Todo mundo quer um lugar para chamar de seu, para viver, para trabalhar. Não é diferente para as populações indígenas e quilombolas. Está na Constituição e em tratados internacionais: o Brasil deve respeitar e proteger os direitos dos povos Indígenas e quilombolas, e entre esses estão os direitos originários sobre as terras e territórios. A ausência de demarcação e titulação, no entanto, continua colocando muitas comunidades tradicionais em perigo. O cenário se tornou ainda mais preocupante quando o Governo transferiu o poder de demarcação da Funai para o Ministério da Agricultura – decisão criticada pelo Relatório Especial das Nações Unidas sobre Direitos das Pessoas Indígenas. A responsabilidade de titulação de territórios quilombolas também saiu do Incra e passou para o mesmo ministério. Recentemente, uma comissão especial do Senado alterou a questão referente à Funai, atribuindo-lhe novamente a responsabilidade pela demarcação de terras indígenas, assim como devolvendo sua estrutura para o Ministério da Justiça – a autarquia havia sido transferida para o Ministério da Mulher, da Família e dos Direitos Humanos. A comissão do Senado não alterou a mudança feita pelo novo governo referente à titulação dos territórios quilombolas. A Medida Provisória ainda não foi votada em definitivo, e o contexto ainda é preocupante. Além disso, a mudança inicialmente sugerida pode piorar ainda mais a situação de indígenas que batalham contra invasões ilegais para apropriação de terras e/ou derrubada de árvores, mesmo quando suas terras já estão regularizadas, como é o caso de líderes comunitários e defensores de direitos humanos e do meio ambiente do povo Karipuna e Uru-Eu-Wau-Wau. Eles têm recebido ameaças e sofrido diversos ataques constantes, como mostramos recentemente.
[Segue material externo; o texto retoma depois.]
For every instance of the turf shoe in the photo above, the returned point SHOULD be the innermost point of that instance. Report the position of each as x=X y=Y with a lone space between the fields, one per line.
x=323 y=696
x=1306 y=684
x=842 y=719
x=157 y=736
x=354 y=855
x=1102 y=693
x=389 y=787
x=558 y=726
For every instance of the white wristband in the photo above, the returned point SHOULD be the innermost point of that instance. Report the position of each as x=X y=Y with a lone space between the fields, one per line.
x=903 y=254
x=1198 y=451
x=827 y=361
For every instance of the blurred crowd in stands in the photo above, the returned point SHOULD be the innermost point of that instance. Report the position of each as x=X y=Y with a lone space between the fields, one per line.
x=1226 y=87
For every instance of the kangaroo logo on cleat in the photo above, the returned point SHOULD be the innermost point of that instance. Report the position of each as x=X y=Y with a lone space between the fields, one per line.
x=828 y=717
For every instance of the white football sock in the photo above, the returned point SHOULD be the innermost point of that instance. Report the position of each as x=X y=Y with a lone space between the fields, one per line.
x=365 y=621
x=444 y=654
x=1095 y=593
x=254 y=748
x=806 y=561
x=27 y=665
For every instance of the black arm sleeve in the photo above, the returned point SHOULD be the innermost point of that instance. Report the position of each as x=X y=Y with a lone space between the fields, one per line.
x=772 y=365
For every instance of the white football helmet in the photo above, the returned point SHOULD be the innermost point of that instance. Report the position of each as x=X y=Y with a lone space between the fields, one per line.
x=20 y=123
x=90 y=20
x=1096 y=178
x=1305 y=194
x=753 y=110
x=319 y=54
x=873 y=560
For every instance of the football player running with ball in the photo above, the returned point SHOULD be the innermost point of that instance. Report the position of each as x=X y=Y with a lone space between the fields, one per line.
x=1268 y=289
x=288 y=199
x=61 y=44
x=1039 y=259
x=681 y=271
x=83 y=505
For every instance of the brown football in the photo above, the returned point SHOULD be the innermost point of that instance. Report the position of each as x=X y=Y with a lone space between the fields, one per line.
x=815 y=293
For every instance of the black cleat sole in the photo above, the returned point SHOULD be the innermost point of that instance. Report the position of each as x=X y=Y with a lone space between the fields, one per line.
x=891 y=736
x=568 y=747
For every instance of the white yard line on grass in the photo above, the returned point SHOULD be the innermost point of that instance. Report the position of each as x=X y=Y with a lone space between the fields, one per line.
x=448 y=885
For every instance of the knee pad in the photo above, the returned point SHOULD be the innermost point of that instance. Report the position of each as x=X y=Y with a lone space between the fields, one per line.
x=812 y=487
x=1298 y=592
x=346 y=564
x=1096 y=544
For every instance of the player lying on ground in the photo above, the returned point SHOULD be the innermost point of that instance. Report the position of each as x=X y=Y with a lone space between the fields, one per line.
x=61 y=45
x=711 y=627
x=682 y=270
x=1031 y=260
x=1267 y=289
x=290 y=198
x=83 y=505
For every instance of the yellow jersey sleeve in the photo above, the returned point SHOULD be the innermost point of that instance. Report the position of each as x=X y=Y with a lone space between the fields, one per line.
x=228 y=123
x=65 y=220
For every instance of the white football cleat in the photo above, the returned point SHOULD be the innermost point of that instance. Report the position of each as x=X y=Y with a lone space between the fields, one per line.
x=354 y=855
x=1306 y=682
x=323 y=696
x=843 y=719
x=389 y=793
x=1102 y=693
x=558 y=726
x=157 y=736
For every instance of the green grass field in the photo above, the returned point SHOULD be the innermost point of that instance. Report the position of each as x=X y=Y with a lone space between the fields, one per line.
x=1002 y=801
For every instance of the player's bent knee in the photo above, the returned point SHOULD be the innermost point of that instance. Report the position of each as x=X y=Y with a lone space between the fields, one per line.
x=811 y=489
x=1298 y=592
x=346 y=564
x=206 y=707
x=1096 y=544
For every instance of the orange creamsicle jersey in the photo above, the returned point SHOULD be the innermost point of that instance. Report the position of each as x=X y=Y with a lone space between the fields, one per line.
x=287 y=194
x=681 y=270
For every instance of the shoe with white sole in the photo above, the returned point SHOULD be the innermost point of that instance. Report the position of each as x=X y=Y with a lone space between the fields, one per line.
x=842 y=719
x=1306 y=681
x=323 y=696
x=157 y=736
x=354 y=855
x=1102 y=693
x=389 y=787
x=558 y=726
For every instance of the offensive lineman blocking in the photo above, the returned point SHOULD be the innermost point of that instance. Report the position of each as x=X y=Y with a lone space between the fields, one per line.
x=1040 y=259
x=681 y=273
  • Controle das atividades de ONGs

Cada vez mais governos tentam controlar organizações não-governamentais e buscam interferir na liberdade de atuação de instituições que, muitas vezes, apontam falhas, crimes e violações de direitos humanos cometidos pelo Estado. Ou seja, em vez de solucionar problemas, querem restringir o trabalho de quem os expõe e propõe soluções. Um novo Decreto presidencial (recentemente questionado pelo Congresso Nacional, o que pode resultar em sua anulação quando for a votação em plenário) queria permitir que o governo “supervisione, coordene e monitore” as atividades de organizações da sociedade civil, mas não deixou claro quais seriam as atribuições específicas do departamento criado para isso, e quais critérios adicionais poderiam surgir. A intenção de implementar este tipo de medidas nos preocupa por poder resultar em uma interferência indevida e em uma preocupante redução do espaço cívico. É importante lembrar que todas as organizações formalizadas que atuam no país já são fiscalizadas por órgãos responsáveis pela tributação, como a Receita Federal, e pelo controle das verbas públicas, como o Tribunal de Contas da União. Conheça o trabalho da Anistia Internacional.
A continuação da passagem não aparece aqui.